CLASS subscale scores indicated moderate dispersion across students. Mean scores were M = 17.05 (SD = 2.85) for Conceptual Understanding (CU), M = 21.81 (SD = 2.27) for Personal Interest (PI), and M = 22.14 (SD = 2.80) for Problem-Solving Effort (PSE). Minimum and maximum values show substantial individual variability in both performance and epistemological orientations (see Table 1).

4.2. Relationships Among Course Assessments

Correlational analyses were conducted to examine relationships among the midterm, quiz, and final exam scores (see Table 2). Midterm and quiz scores were strongly correlated (r = .85, p < .01), as were midterm and final exam scores (r = .78, p < .01). Quiz scores were also significantly related to final exam performance (r = .69, p < .01), indicating coherence across formative and summative assessments.
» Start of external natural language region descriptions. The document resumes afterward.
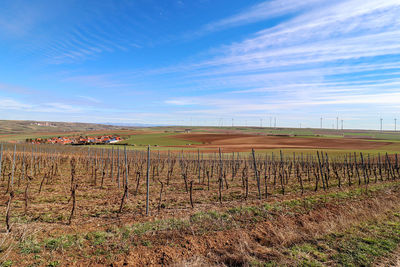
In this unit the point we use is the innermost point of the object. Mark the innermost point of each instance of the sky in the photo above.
(202, 62)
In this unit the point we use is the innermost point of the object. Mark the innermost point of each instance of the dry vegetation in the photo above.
(86, 206)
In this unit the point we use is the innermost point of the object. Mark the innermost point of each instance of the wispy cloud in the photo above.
(263, 11)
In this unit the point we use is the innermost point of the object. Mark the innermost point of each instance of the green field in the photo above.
(156, 139)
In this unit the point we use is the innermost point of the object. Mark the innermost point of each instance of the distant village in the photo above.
(62, 140)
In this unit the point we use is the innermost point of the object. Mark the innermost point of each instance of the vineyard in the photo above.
(96, 194)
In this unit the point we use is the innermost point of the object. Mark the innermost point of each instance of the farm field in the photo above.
(283, 205)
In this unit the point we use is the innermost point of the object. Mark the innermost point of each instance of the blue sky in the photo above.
(201, 62)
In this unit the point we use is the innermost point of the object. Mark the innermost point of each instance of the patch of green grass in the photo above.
(7, 263)
(159, 139)
(30, 245)
(358, 246)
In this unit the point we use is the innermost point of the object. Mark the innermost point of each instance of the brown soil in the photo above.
(245, 142)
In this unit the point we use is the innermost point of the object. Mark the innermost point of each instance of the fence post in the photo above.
(147, 180)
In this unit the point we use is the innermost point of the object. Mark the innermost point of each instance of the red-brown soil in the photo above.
(245, 142)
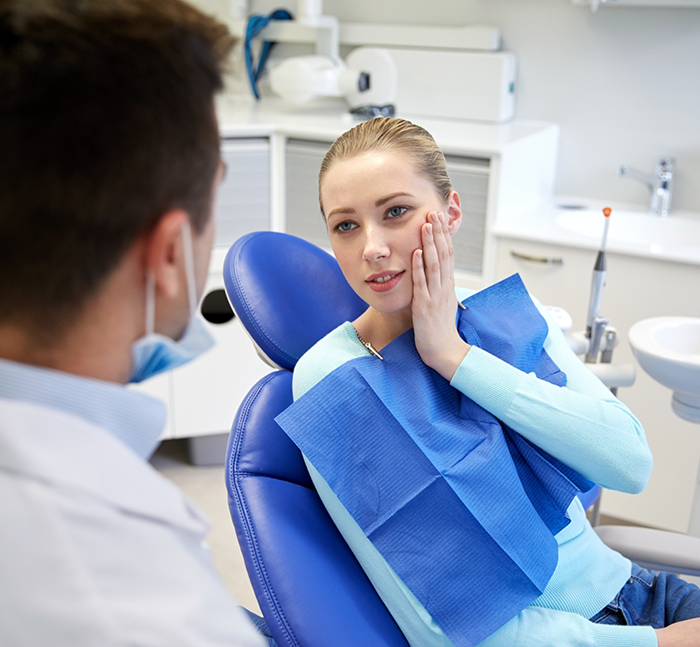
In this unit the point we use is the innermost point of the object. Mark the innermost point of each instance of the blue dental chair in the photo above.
(309, 586)
(288, 294)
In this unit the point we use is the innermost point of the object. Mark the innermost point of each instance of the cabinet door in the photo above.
(636, 289)
(303, 213)
(243, 200)
(470, 178)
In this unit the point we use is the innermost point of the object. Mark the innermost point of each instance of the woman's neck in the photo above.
(381, 328)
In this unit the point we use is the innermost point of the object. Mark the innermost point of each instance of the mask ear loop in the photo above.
(150, 303)
(188, 251)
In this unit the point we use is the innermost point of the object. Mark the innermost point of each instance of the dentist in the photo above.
(109, 163)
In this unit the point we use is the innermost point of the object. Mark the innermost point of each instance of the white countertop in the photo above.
(241, 116)
(671, 238)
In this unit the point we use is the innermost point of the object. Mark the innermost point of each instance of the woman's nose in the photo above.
(375, 245)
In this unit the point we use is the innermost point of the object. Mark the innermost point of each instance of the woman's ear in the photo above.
(454, 213)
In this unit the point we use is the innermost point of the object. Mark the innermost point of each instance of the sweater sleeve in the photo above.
(538, 627)
(583, 424)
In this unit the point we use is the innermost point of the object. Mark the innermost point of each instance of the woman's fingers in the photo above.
(431, 260)
(443, 246)
(438, 257)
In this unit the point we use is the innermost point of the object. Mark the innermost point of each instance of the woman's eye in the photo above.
(395, 212)
(345, 226)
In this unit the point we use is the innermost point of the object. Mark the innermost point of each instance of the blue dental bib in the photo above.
(461, 507)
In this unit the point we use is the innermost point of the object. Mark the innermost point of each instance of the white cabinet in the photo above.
(637, 288)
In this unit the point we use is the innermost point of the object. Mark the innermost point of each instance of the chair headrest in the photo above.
(287, 293)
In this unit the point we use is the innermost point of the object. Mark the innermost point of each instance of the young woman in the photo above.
(391, 211)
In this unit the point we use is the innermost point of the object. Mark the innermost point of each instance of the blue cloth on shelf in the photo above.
(461, 507)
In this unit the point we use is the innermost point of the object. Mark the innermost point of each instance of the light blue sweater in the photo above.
(583, 425)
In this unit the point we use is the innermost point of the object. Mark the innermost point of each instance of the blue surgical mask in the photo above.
(155, 353)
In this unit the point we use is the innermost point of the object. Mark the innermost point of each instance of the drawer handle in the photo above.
(545, 260)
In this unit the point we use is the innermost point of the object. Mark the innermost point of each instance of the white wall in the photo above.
(623, 83)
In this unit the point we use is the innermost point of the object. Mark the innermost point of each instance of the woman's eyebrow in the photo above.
(387, 198)
(341, 211)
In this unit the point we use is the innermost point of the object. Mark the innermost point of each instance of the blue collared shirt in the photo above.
(134, 418)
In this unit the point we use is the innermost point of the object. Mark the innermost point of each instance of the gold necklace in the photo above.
(367, 345)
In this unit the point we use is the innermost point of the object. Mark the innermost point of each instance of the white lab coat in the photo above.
(97, 548)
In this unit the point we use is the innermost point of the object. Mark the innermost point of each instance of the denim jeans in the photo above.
(651, 599)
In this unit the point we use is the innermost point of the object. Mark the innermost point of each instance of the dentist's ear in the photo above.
(454, 213)
(164, 253)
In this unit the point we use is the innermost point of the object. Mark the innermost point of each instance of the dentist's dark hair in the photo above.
(386, 134)
(106, 122)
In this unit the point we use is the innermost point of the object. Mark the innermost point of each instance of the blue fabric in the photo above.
(313, 283)
(310, 588)
(651, 599)
(134, 418)
(455, 503)
(256, 24)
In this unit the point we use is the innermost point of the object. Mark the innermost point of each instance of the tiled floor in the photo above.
(205, 486)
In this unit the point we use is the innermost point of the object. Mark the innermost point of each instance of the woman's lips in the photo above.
(384, 282)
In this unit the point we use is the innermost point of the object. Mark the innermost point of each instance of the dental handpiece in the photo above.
(597, 285)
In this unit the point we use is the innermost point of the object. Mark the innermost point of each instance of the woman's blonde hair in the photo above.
(385, 134)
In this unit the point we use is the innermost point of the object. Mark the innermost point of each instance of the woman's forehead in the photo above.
(372, 172)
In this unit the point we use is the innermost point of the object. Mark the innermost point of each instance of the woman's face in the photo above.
(375, 204)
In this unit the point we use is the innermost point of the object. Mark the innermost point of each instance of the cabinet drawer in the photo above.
(243, 200)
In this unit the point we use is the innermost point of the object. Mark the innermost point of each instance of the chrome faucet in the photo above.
(659, 183)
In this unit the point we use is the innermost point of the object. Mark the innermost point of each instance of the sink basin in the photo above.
(634, 228)
(668, 349)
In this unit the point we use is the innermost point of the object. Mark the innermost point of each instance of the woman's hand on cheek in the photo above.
(434, 302)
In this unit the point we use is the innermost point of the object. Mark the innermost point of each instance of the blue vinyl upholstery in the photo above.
(287, 293)
(311, 590)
Table 2. Correlation Matrix.

Variables	ME	Quiz	FE	CU	PI	PSE
ME	1.00	.85**	.78**	.19	-.30	.31
Quiz	.85**	1.00	.69**	.13	-.15	.38
FE	.78**	.69**	1.00	-.01	-.14	.07
CU	.19	.13	-.01	1.00	-.08	.50*
PI	-.30	-.15	-.14	-.08	1.00	.39
PSE	.31	.38	.07	.50*	.39	1.00

^*p<.05, **p<.01. Note: ME: Midterm Exam, FE: Final Exam, CU: Conceptual Understanding, PI: Personal Interest, PSE: Problem-Solving Effort (PSE).

4.3. Relationships Among Course Assessments

Relationships between students’ epistemological beliefs and academic performance were examined using the three CLASS subscales: Conceptual Understanding (CU), Personal Interest (PI), and Problem-Solving Effort (PSE) (Table 2). Correlations between CLASS subscales and assessment scores were generally weak and not statistically significant. Final exam performance showed no significant associations with CU (r = −.01), PI (r = −.14), or PSE (r = .07), indicating that students’ epistemological orientations were not directly reflected in their performance on context-linked sound physics tasks in this sample.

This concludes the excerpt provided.